Small business is the second most admired institution in America, yet it’s rare to see small business owners on television. Cops? Sure. Dysfunctional families? Plenty. Even aliens. Small business owners? Not so many.
But if you look hard enough, you’ll find a few fun entrepreneurs when you kick back with some popcorn and turn on the tube.
Through social media, I asked small business owners to share their favorite TV small business characters. Many responded with sentiments along the lines of “Who has time for TV when you own a business?”
But others suggested some admirable, or at least entertaining, small business characters on TV:
Panelists, Shark Tank: This show, in which aspiring entrepreneurs pitch products to a panel of investors, was by far the most popular. I’ve met two entrepreneurs who’ve succeeded on Shark Tank, and they’ve told me that the pitching process actually takes many hours of being grilled by the panel, who ask probing and constructive questions.
The Simpsons: If you’ve ever wanted to see a “niche” business in action, then Suzanne Robertson suggests checking out “The Leftorium” on The Simpsons. But, like many small businesses, The Leftorium faces stiff competition from a big box retailer: The Southpaw Superstore.
Chip and Joanna Gaines, FixerUpper: Debra Weaver loves the show, partially because it actually drives traffic and sales to her shop, Vintage Now Modern in Greenville SC. Weaver stocks items to mimic the look fans see on the show.
Phil Dunfy, Modern Family: Phil’s my personal favorite. A real estate agent, Phil’s always hustling. He tries all kinds of marketing: signs on bus stops, free seminars, an ad on the side of his van. He holds lots of open houses and courts divorced women who could become his customers. Go Phil.
Jay Pritchett, Modern Family: Jay is a tough, old-school entrepreneur, who built a successful closet company, fighting off tough competitors like “Closets, Closets, Closets.” He’s had to deal with a new generation of customers, wanting innovations. And now Jay’s facing a situation facing many real-life entrepreneurs: how to transition his company to the next generation.
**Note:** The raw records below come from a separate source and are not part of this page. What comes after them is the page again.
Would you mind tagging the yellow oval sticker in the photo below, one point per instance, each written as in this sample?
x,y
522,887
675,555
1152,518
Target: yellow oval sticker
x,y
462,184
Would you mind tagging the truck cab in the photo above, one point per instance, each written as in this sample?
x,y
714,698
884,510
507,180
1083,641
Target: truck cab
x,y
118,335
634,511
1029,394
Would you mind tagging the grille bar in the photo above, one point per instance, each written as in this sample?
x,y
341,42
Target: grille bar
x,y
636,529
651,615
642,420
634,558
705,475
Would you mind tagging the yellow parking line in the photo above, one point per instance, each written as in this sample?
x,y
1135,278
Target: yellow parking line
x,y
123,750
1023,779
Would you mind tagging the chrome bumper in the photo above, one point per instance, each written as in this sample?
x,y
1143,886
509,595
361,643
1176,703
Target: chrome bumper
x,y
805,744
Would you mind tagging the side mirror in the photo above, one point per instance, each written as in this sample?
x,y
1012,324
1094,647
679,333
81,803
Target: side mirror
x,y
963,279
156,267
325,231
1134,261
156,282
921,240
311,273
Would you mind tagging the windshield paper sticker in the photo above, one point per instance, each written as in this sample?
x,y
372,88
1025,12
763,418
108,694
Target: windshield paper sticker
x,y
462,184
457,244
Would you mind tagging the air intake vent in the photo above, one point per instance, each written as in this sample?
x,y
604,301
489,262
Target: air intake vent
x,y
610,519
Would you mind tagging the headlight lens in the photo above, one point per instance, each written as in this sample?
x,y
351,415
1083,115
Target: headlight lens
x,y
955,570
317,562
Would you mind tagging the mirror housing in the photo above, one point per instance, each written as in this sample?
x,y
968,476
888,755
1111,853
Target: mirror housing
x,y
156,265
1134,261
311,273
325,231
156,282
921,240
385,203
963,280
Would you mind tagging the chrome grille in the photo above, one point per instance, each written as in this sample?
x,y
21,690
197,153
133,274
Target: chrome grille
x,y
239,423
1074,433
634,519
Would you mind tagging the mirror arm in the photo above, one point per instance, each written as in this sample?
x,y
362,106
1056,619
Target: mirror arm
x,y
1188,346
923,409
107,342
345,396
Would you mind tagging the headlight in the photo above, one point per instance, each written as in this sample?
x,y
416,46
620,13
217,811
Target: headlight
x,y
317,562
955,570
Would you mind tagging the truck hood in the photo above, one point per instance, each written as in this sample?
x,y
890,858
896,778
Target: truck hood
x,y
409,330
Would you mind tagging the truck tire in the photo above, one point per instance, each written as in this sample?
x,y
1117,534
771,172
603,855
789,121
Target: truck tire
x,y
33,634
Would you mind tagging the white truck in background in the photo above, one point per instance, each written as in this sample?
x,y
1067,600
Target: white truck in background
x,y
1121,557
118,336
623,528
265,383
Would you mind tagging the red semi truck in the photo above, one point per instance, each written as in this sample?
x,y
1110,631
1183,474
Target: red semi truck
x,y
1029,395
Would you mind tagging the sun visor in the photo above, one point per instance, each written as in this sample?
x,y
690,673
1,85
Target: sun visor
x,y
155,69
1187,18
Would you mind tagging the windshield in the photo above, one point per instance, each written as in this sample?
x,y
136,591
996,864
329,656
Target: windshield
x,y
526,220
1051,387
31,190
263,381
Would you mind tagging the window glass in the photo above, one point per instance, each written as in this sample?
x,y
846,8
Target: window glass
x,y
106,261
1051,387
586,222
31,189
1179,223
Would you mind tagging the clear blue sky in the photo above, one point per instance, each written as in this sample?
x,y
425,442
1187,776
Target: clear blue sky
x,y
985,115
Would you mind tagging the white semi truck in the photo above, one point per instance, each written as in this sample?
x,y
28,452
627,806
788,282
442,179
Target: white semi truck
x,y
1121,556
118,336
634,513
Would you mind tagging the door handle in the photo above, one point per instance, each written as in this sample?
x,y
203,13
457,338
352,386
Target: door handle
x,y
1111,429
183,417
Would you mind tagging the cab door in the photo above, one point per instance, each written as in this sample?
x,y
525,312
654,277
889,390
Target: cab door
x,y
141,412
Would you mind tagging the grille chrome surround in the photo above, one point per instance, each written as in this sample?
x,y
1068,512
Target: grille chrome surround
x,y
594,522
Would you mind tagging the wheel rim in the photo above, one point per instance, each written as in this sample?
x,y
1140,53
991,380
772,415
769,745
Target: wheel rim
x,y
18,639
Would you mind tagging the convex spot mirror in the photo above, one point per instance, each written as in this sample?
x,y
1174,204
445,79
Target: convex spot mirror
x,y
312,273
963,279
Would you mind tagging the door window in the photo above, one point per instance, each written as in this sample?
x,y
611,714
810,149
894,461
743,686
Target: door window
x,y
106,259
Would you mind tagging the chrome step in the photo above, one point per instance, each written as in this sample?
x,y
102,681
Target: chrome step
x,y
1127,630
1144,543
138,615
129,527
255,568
Stuart, The Big Bang Theory: Daniel Henn feels bad for Stuart, the comic book store owner, and he hopes someone will come up with a better marketing plan for him.
Michael Kyle, My Wife and Kids: Reader Hernandez Carlos misses the Damon Wayans truck driving company owner on this comedy. He was funny and taught his kids some important life lessons.
Alicia Florek and colleagues, The Good Wife: It’s rare to see a TV law firm treated like a small business, but this show does. They deal with retaining clients, bankruptcies, leases, employee revolts, partnership fights. And the firm’s top lawyer, Diane Lockhart, is one tough cookie and good businesswoman.
Nick Miller and Schmidt, New Girl: Nick had worked in a bar and knew the business. But as in real life, the people who know how to run a business often don’t have money to buy it. That’s where Schmidt comes in, bringing in cash as a silent partner. But, as in real life, silent partners often aren’t silent.
Sherlock Holmes, Sherlock: Yes, detectives can be small business people too. The classic mystery tale has a modern twist in this PBS version. Reader “P2B Investor” points out that business picked up for Holmes after his sidekick, Dr. John Watson, started a blog.
Tom Haverford, Parks and Recreation: Tom tries one business after another while still keeping his day job at the Pawnee Department of Parks and Recreation. He has failure, success, failure, success. Just like many entrepreneurs.
Mrs. Patmore, Downton Abbey: Who knew that long-suffering cook Mrs. Patmore had an entrepreneurial streak? She’s opening her own bed-and-breakfast, foreshadowing the rise of small business and the middle class in the 20th century. Soon, there will be many more Mrs. Patmores in England and America.
Sex and the City: Public Relations hotshot Samantha was tough and clever and hard-working. It was believable that she was so successful. But Carrie? A newspaper columnist who could afford a closet full of Jimmy Choo and Christian Laboutin shoes? Never!